Effect of Climate-Smart Practices on Soil CO2 Emissions from Grain Sorghum Cropping Systems in South
Board Location: #145
Discipline: Ecology Environmental and Earth Sciences
Subcategory: environmental science
Session: 1
Malani Clark - Cooperative Agricultural Research Center Prairie View A&M University
Co-Author(s): Ali Fares, Ripendra Awal, Anoop Valiya Veettil, and Atikur Rahman
Agriculture contributes significantly to global warming, accounting for approximately 10–12% of global anthropogenic greenhouse gas (GHG) emissions. Effective management practices, such as organic amendment applications (e.g., dairy manure, chicken manure, biochar), are critical components of Climate Smart Agriculture (CSA) strategies that can alter GHG emissions while maintaining adequate crop yields. However, the nexus between organic amendment applications and reductions in soil GHG emissions remains poorly established and is influenced by pedo-climatic conditions, substrate composition, and management practices. This study hypothesizes that organic amendment type and rate significantly impact soil CO2 emissions, with higher manure rates expected to emit more CO2 than biochar due to differences in organic carbon content and decomposition rates. Biochar is hypothesized to mitigate CO2 emissions at higher rates because it stabilizes soil organic carbon.
To test this hypothesis, a randomized block field experiment was conducted at the Prairie View A&M University Research Farm. Treatments consisted of two rates of biochar (2.5 and 5 t ha⁻¹), two types of organic manure (chicken and dairy manure), and three nitrogen application rates (0, 180, and 360 kg total N ha⁻¹) under the sorghum cropping system. Soil CO2 emissions were measured using an automated CO2 measuring device, and the data were analyzed using Analysis of Variance (ANOVA) and Tukey Mean Separation tests.

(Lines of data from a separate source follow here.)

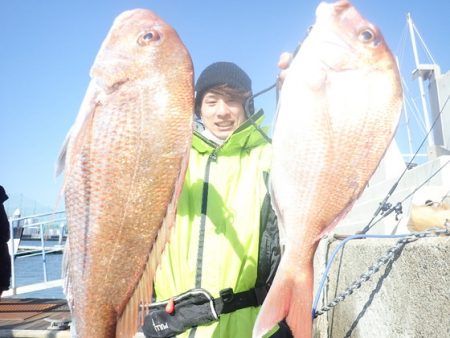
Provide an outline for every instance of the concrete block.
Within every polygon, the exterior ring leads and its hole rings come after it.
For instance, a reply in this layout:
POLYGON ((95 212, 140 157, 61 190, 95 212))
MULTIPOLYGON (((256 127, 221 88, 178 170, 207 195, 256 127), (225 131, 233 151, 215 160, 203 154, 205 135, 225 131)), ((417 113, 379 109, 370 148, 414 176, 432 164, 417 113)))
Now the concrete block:
MULTIPOLYGON (((332 264, 318 309, 344 291, 398 239, 349 241, 332 264)), ((340 241, 321 241, 315 286, 340 241)), ((314 337, 450 337, 450 236, 408 243, 394 259, 314 320, 314 337)))

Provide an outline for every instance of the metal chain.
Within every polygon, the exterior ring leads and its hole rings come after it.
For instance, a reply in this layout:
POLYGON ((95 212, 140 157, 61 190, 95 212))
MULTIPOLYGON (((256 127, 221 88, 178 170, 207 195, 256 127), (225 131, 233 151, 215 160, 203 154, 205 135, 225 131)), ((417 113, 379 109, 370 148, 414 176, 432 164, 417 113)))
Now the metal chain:
POLYGON ((376 274, 383 265, 386 265, 391 260, 393 260, 395 257, 395 254, 399 250, 401 250, 404 245, 414 242, 414 241, 418 240, 419 238, 434 237, 434 236, 439 236, 441 234, 450 235, 449 230, 450 230, 450 224, 447 221, 446 228, 444 228, 444 229, 442 229, 442 228, 430 229, 430 230, 423 231, 423 232, 413 233, 410 236, 401 238, 383 256, 378 258, 377 261, 372 266, 370 266, 365 273, 361 274, 359 276, 359 278, 356 281, 354 281, 347 289, 345 289, 335 299, 333 299, 327 305, 322 307, 320 310, 316 311, 314 313, 314 318, 331 310, 333 307, 338 305, 340 302, 344 301, 345 298, 350 296, 353 293, 353 291, 355 291, 356 289, 359 289, 362 286, 362 284, 367 282, 374 274, 376 274))

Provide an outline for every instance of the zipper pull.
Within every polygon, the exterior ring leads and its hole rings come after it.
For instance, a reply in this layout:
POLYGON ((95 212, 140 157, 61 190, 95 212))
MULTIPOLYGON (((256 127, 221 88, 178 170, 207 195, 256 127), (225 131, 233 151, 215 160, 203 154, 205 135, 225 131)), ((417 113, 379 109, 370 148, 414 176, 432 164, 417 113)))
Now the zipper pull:
POLYGON ((218 152, 218 148, 215 148, 213 150, 213 152, 209 155, 209 158, 211 161, 214 161, 214 162, 217 161, 217 152, 218 152))

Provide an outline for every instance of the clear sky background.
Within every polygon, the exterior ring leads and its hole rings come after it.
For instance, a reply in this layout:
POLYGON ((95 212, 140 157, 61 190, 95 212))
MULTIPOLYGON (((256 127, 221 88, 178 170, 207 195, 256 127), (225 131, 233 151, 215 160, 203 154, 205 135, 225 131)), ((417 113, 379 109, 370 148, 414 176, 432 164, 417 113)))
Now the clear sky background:
MULTIPOLYGON (((148 8, 179 33, 196 77, 215 61, 233 61, 253 80, 255 92, 274 83, 278 57, 293 51, 313 22, 319 1, 200 0, 2 0, 0 2, 0 184, 10 195, 8 211, 56 206, 62 179, 54 165, 89 83, 89 69, 113 19, 148 8), (25 208, 25 209, 26 209, 25 208)), ((355 0, 380 27, 399 57, 407 95, 420 108, 406 24, 411 13, 442 72, 450 69, 450 1, 355 0)), ((420 50, 422 63, 429 63, 420 50)), ((256 100, 270 124, 273 93, 256 100)), ((410 113, 411 114, 411 113, 410 113)), ((413 118, 412 118, 413 119, 413 118)), ((414 121, 412 121, 414 122, 414 121)), ((416 144, 423 131, 413 126, 416 144)), ((408 152, 404 125, 398 142, 408 152)))

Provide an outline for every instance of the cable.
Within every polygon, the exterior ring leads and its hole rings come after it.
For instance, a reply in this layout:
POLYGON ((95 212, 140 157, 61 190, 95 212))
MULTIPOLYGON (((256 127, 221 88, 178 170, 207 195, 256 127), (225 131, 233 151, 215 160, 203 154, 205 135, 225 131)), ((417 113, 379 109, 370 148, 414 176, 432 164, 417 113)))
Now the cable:
MULTIPOLYGON (((330 269, 331 269, 331 264, 333 263, 334 258, 336 257, 337 253, 343 248, 343 246, 344 246, 345 244, 347 244, 348 241, 353 240, 353 239, 361 239, 361 238, 400 238, 400 240, 397 242, 397 244, 396 244, 393 248, 391 248, 391 249, 388 251, 388 254, 389 254, 389 255, 392 255, 392 254, 398 249, 399 245, 404 245, 404 244, 409 243, 409 242, 411 242, 411 241, 415 241, 415 240, 417 240, 417 239, 419 239, 419 238, 424 238, 424 237, 427 237, 427 236, 430 236, 430 235, 435 235, 435 236, 436 236, 436 235, 438 235, 438 234, 447 234, 447 235, 449 235, 450 232, 449 232, 449 227, 448 227, 448 225, 447 225, 447 227, 444 228, 444 229, 436 229, 436 228, 435 228, 435 229, 429 229, 429 230, 422 231, 422 232, 417 232, 417 233, 398 234, 398 235, 370 235, 370 234, 368 235, 368 234, 358 234, 358 235, 352 235, 352 236, 349 236, 349 237, 345 238, 345 239, 344 239, 344 240, 343 240, 343 241, 342 241, 342 242, 334 249, 334 251, 333 251, 333 253, 331 254, 330 259, 329 259, 329 261, 328 261, 328 263, 327 263, 327 265, 326 265, 325 271, 324 271, 323 274, 322 274, 322 278, 321 278, 321 280, 320 280, 320 283, 319 283, 319 286, 318 286, 318 289, 317 289, 317 293, 316 293, 316 296, 315 296, 314 302, 313 302, 312 318, 314 319, 314 318, 317 317, 319 314, 321 314, 321 313, 318 313, 318 312, 316 311, 316 309, 317 309, 317 304, 319 303, 319 299, 320 299, 320 295, 321 295, 321 293, 322 293, 322 289, 324 288, 324 285, 325 285, 325 280, 326 280, 327 277, 328 277, 328 274, 329 274, 330 269)), ((390 260, 390 257, 391 257, 391 256, 389 256, 389 255, 386 255, 387 258, 384 259, 384 260, 382 261, 383 264, 386 264, 386 262, 390 260)), ((384 258, 384 257, 383 257, 383 258, 384 258)), ((381 260, 381 259, 379 259, 378 261, 380 261, 380 260, 381 260)), ((379 263, 379 262, 377 262, 377 263, 379 263)), ((371 274, 374 274, 374 273, 376 273, 376 272, 378 271, 379 267, 380 267, 380 264, 378 264, 375 268, 374 268, 374 265, 373 265, 371 268, 369 268, 369 272, 370 272, 371 274), (372 269, 372 268, 373 268, 373 269, 372 269)), ((361 276, 363 276, 363 275, 361 275, 361 276)), ((363 279, 362 281, 360 281, 360 282, 357 283, 357 284, 356 284, 356 283, 353 283, 352 286, 355 284, 355 285, 356 285, 355 288, 359 288, 359 287, 361 286, 361 283, 364 282, 364 281, 367 281, 369 278, 370 278, 370 275, 369 275, 368 273, 366 273, 366 274, 364 274, 364 279, 363 279)), ((350 289, 350 288, 349 288, 349 289, 350 289)), ((348 293, 348 295, 352 294, 353 291, 354 291, 354 289, 351 289, 351 291, 348 293)), ((339 301, 342 301, 342 300, 344 300, 344 297, 342 297, 342 299, 339 298, 339 301)), ((334 302, 334 301, 333 301, 333 302, 334 302)), ((335 305, 337 305, 337 302, 336 302, 335 304, 333 304, 332 306, 335 306, 335 305)), ((325 311, 327 311, 327 310, 329 310, 329 308, 326 309, 325 311)), ((319 311, 319 312, 320 312, 320 311, 319 311)))
POLYGON ((333 263, 334 258, 336 257, 337 253, 339 252, 339 250, 341 250, 341 248, 347 244, 347 242, 353 240, 353 239, 361 239, 361 238, 404 238, 404 237, 408 237, 411 236, 411 234, 401 234, 401 235, 371 235, 371 234, 357 234, 357 235, 352 235, 349 236, 347 238, 345 238, 341 243, 339 243, 339 245, 334 249, 333 253, 330 256, 330 259, 327 263, 327 266, 325 268, 325 271, 322 274, 322 278, 320 279, 320 283, 319 283, 319 287, 317 289, 317 293, 316 293, 316 297, 314 299, 313 302, 313 310, 312 310, 312 314, 313 314, 313 318, 315 317, 315 313, 316 313, 316 309, 317 309, 317 304, 319 303, 319 299, 320 299, 320 295, 322 293, 322 289, 325 285, 325 280, 328 277, 328 273, 330 272, 331 269, 331 263, 333 263))
POLYGON ((264 139, 268 142, 268 143, 272 143, 272 139, 264 132, 264 130, 262 130, 254 121, 254 119, 251 118, 250 115, 250 104, 252 103, 253 99, 261 94, 264 94, 266 92, 268 92, 269 90, 275 88, 277 85, 277 83, 275 82, 273 85, 267 87, 266 89, 263 89, 259 92, 257 92, 256 94, 253 94, 251 96, 249 96, 246 100, 245 100, 245 104, 244 104, 244 111, 245 111, 245 115, 246 116, 250 116, 249 117, 249 121, 250 123, 255 127, 255 129, 257 131, 259 131, 259 133, 262 135, 262 137, 264 137, 264 139))

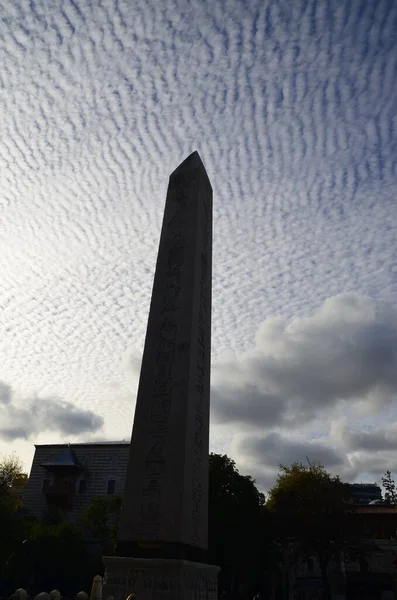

The results revealed that higher manure rates significantly increased soil CO2 emissions, with chicken manure emitting more CO2 than dairy manure at equivalent rates. Biochar amendments, particularly at the higher rate of 5 t ha⁻¹, were found to reduce CO2 emissions relative to manure treatments, supporting its potential as a climate-smart amendment. These findings highlight the importance of amendment selection and application rate in mitigating GHG emissions in agricultural systems. This study underscores the potential of biochar as a mitigation strategy to reduce soil CO2 emissions while maintaining crop productivity. Future research should explore the long-term impacts of these amendments on soil carbon sequestration and their scalability under diverse pedo-climatic conditions.
Funder Acknowledgement(s): The National Science Foundation (NSF) Award # 1828974 and USDA (Evans-Allen project 1021753)
Faculty Advisor: Ali Fares, alfares@pvamu.edu
Role: I collected soil CO2 emissions from each organically amended plot during the growing seasons. The data was collected two times a week using an LI-8100A (LI-COR Biosciences, Lincoln, NE) survey system. In addition, I was also engaged in plot design, seeding, irrigation, and organic amendment management. I collected soil samples before sowing and after harvesting the biomass. The soil chemical analysis was performed using CHNS and ICP machines at the departmental core lab. Finally, I completed data extraction from the Li-COR machine and performed soil CO2 data analysis, including ANOVA and Tukey test, using RStudio statistical software.